Невозможно отрицать, что женщина способна очаровать не только мужчину, но и себе подобную, это поскольку сочетание многочисленных дарований и качеств настолько неуловимо, что нельзя установить пропорции составляющих. Возможно, власть эта далека от высоких принципов, ибо суть ее состоит в тонкой способности угождать различным людям и еще более разнообразным настроениям: быть всем для всех.
Во всяком случае, Молли могла бы скоро обнаружить, что Синтия не отличается безупречной моралью, однако покрывавшая ее вуаль обаяния не позволила бы осудить ее натуру, даже если бы подобное намерение соответствовало характеру названной сестры.
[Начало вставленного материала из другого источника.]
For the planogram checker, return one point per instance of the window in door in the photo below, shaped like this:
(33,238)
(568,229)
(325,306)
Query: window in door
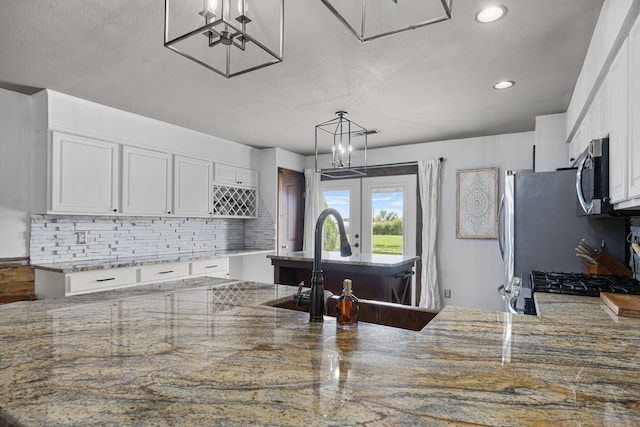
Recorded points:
(389,215)
(379,214)
(343,196)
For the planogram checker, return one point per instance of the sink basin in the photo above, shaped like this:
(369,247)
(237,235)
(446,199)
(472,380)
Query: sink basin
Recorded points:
(378,312)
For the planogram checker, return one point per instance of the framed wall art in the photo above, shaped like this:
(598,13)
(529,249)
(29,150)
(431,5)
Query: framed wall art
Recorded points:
(477,203)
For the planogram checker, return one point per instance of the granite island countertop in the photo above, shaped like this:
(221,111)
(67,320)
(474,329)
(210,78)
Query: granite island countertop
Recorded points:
(122,262)
(368,260)
(209,352)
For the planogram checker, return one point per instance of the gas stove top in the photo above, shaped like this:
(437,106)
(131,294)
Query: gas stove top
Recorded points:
(583,284)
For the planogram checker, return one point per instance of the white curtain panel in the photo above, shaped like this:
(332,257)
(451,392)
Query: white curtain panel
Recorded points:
(429,181)
(312,206)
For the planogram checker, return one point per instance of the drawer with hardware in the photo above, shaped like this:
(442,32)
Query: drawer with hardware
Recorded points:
(87,281)
(161,272)
(218,267)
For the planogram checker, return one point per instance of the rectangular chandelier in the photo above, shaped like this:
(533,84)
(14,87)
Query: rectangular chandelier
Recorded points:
(230,37)
(346,143)
(375,19)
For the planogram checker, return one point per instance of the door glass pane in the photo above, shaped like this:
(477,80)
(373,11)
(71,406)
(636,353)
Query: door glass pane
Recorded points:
(340,201)
(387,233)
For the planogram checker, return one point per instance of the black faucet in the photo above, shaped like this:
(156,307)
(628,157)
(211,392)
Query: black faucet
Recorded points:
(316,298)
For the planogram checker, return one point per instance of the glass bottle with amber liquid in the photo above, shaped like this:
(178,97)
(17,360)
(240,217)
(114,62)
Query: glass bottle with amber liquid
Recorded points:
(348,308)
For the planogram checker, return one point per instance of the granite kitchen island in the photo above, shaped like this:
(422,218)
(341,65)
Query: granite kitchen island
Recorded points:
(210,352)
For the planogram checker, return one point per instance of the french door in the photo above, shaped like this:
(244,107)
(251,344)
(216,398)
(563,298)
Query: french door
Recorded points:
(379,213)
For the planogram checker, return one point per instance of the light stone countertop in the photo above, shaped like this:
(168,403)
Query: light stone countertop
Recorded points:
(368,260)
(207,352)
(101,264)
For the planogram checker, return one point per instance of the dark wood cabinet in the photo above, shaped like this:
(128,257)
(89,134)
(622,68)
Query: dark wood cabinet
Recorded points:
(373,282)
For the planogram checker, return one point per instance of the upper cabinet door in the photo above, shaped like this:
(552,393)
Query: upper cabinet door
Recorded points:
(231,175)
(618,83)
(84,175)
(192,186)
(146,182)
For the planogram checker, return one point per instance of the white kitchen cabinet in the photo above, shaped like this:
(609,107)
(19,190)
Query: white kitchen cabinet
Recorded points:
(218,267)
(162,272)
(84,175)
(192,186)
(634,113)
(580,141)
(55,284)
(52,284)
(618,83)
(232,175)
(146,182)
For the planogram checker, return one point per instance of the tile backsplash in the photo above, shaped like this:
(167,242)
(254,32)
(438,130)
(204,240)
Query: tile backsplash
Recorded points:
(56,238)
Синтия отличалась если не красотой, то редкой привлекательностью, и настолько хорошо это знала, что давно перестала на сей факт обращать внимание. Ни одна столь же прелестная особа не придавала так мало значения своей прелести. Молли любила наблюдать, как Синтия ходила по комнате свободным шагом лесного зверя, словно под музыку, слышную лишь ей одной. Платья девушки, которые нашим современницам могли бы показаться нелепыми, подчеркивали достоинства фигуры, а благодаря тонкому вкусу соответствовали самым строгим требованиям моды, хоть были недорогими и немногочисленными. Миссис Гибсон была явно шокирована, обнаружив, что дочь привезла всего четыре платья, хотя в ее гардеробе имелись туалеты новейших французских фасонов. Если бы она терпеливо дождалась ответа матери на письмо, в котором объявляла о том, что вернется раньше, такого бы не произошло. Эти речи показались Молли обидными, поскольку свидетельствовали о том, что радость матери при встрече на две недели раньше после двухлетней разлуки уступала той, которую она испытала бы при виде шикарных туалетов. Однако Синтия словно не замечала постоянных мелких уколов, упреки матери воспринимала с полнейшим равнодушием, что приводило миссис Гибсон в состояние сроди благоговейному трепету, поэтому она чаще обращалась к Молли, чем к родной дочери. В отношении одежды, однако, Синтия скоро доказала, что не хуже матери способна работать ловкими, умелыми пальцами. Она оказалась настоящей мастерицей и, в отличие от Молли, которая умела хорошо шить, но не разбиралась в фасонах платьев и шляп, с легкостью повторяла встреченные на улицах Булони образцы и несколькими быстрыми движениями наилучшим образом украшала их кружевом, лентами и вуалями. Таким способом она усовершенствовала гардероб своей матушки, но сделала это в весьма ироничной манере, причину которой Молли так и не поняла.